Sunday, October 3, 2010

Jesus H. Corbett, I mean Christ!

I wanted to kick off this blog by recounting a yarn from my childhood that has stuck with me and now when I recall it, thoroughly irks me.

When I was 10 years old, I had a teacher who I had a lot of time for. How much of this was down to her rather than the fact that the guy she replaced was a truculent so-and-so I'm not sure, but she was definitely amiable enough. (As an aside, I once bumped into her predecessor one night after school in the town library - my Dad came over and I didn't think to introduce him, leading my dad to the assumption as I later found out, that he was a nonce looking to pick up an unsuspecting youngster playing 'Granny's Garden on the BBC Micro).

For the sake of this post, I'll call her Mrs. Green. And I'll never forget what she said during a religious education lesson one afternoon. These were the exact words as I recall: "We know that Jesus existed, because of reports in newspapers that existed at the time." Pretty compelling to a class of 10-year-olds, yes?

It's only in retrospect you can see what a statement of abject idiocy that was. It's no exaggeration to say I feel cheated...if the people trusted with my education could come out with such risible nonsense on that occasion, what other gibberish did they feed us? However much you dislike teachers as a kid, you do tend to have a grudging respect for them on the basis that you think they are fountains of all knowledge. Then the great disillusionment!

Now, either Mrs Green was ill informed, or she was shamelessly teaching us utter fiction. I have to confess I have no idea which it was, but you would like to have think she would have checked her facts. Because there isn't a shred of evidence for the existence of Jesus as a genuine historical figure. Not an iota. Neither were there 'newspapers' as we understand them in a contemporary sense - and even if there were, they would long have disintegrated after two millennia. What did exist in the Roman Empire were 'bulletins' carved out of metal or stone, and you would think that the deeds attributed to Christ might have warranted a mention. Again, nothing. The one artifact that is consistent with the stories of Jesus's life - and death - has been exposed as an amateurish fraud by modern science.
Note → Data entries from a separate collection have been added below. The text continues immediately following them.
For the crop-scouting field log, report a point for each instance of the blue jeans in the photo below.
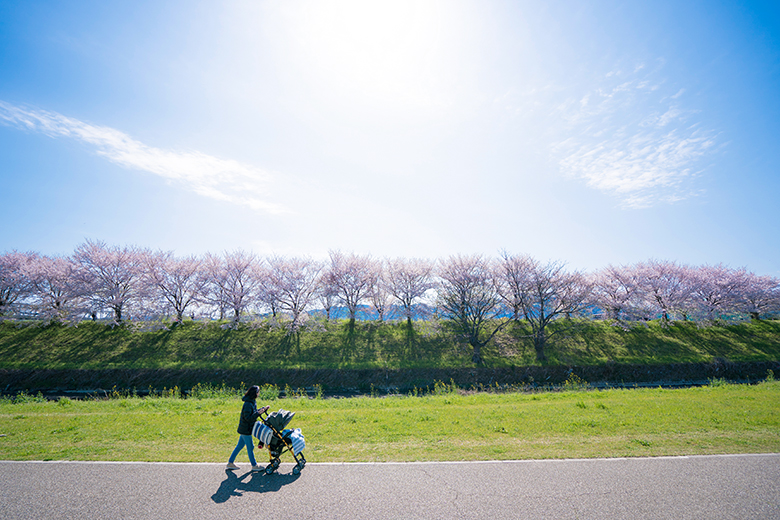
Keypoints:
(244, 440)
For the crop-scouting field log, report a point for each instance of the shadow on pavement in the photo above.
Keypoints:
(258, 482)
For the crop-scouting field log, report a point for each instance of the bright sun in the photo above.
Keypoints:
(390, 52)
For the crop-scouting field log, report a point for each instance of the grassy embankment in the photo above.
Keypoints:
(372, 345)
(452, 425)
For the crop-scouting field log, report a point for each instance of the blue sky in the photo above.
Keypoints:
(588, 132)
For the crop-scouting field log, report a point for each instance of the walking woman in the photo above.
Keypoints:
(249, 414)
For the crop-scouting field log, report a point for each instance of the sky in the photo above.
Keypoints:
(591, 133)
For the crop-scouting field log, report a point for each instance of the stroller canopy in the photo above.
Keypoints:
(279, 420)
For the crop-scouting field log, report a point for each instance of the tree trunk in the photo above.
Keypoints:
(539, 343)
(476, 354)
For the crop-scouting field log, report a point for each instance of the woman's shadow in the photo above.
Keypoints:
(258, 482)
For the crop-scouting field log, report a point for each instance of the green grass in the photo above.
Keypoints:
(372, 345)
(720, 418)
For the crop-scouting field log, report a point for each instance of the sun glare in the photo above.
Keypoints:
(389, 52)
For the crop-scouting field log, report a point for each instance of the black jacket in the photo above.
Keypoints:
(249, 415)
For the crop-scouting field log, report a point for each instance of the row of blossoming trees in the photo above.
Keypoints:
(479, 295)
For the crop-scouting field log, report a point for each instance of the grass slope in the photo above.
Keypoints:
(371, 345)
(720, 418)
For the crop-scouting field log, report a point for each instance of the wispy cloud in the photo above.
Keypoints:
(627, 137)
(206, 175)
There may have been a Jesus of course, but certainly not the one depicted in the New Testament (written well after his supposed death). Even if there was though, it is pure conjecture.
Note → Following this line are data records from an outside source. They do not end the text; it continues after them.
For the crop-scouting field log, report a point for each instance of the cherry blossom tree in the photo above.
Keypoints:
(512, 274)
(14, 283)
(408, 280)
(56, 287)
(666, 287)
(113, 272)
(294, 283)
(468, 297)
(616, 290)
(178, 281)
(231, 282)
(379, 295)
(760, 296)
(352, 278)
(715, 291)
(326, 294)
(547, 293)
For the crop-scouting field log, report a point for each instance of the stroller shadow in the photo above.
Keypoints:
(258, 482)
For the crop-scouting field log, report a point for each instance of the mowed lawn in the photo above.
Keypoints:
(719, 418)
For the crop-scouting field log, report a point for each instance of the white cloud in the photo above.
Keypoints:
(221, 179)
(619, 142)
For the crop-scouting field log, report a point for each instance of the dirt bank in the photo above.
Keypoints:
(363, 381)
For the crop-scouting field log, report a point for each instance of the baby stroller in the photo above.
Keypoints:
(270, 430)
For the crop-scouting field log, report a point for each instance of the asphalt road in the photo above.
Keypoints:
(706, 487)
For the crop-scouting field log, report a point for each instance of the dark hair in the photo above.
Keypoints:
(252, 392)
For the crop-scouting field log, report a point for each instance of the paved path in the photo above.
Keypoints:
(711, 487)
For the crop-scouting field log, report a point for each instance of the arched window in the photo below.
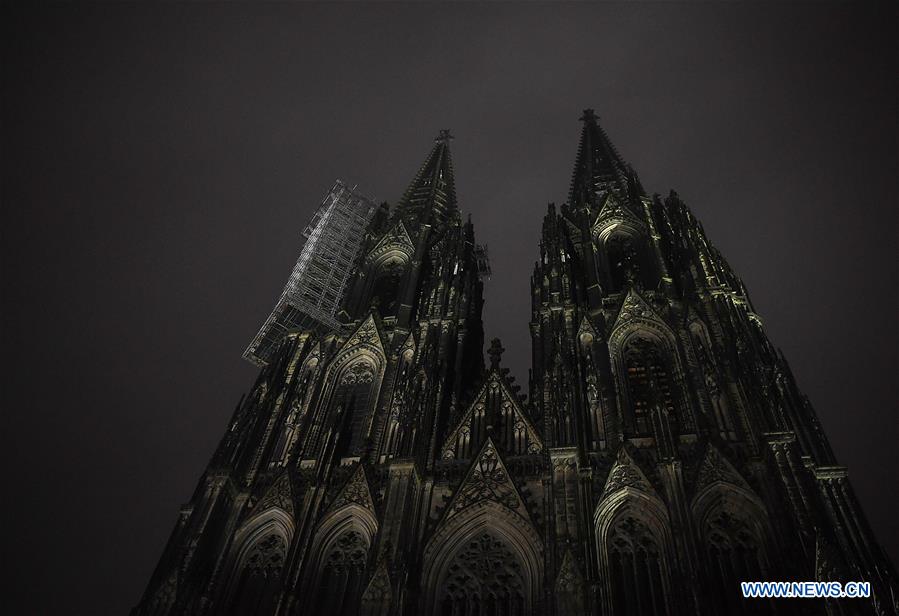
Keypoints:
(354, 399)
(621, 256)
(386, 288)
(259, 581)
(483, 578)
(734, 556)
(341, 575)
(636, 569)
(649, 384)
Anyway, the point of all this is that we were being brainwashed. Deep down, I knew the concept of Jesus and God was ludicrous when I was 10. I was passionate about astronomy and pre-history, clearly disciplines which did not square with the bible's version of events. Added to which, by age 10 we were being taught not to rely on hearsay, groundless assumption and wild conjecture.

We were encouraged to find evidence to back up our claims, to think logically and to shed puerile beliefs in fairies, Father Christmas, ghosts and the like. Yet the religious education we received (no opt-out in those days!) ran contrary to everything else we were being taught. A man could rise from the dead, walk on water, turn water into wine. Our gut instincts were telling us it was nothing short of fantastic - but if our teachers were telling us that's what happened, then that's what happened. Besides, at that tender age you still want to believe that the impossible is possible - it is a bulwark against the dawning realisation that the world is a harsh place. That's comforting for a child.

It took a long time for the penny to drop with me at a conscious level that religion, in all its many forms, is contemptible nonsense. I don't lay all the blame for that at the door of Mrs Green, I just wasn't very quick on the uptake as my family certainly didn't force Christianity down my throat. Possibly I felt that to renounce Christianity was to be unpatriotic. Just think though, about how many times of magnitude greater the levels of indoctrination into outmoded dogma are in other parts of the world. Young, impressionable minds are being moulded with harmful lies at a critical time when humanity needs to lean on science and reason if we are to survive and thrive.

Religion no longer serves any useful purpose. It's a house of cards just waiting to be toppled. It can, must be done.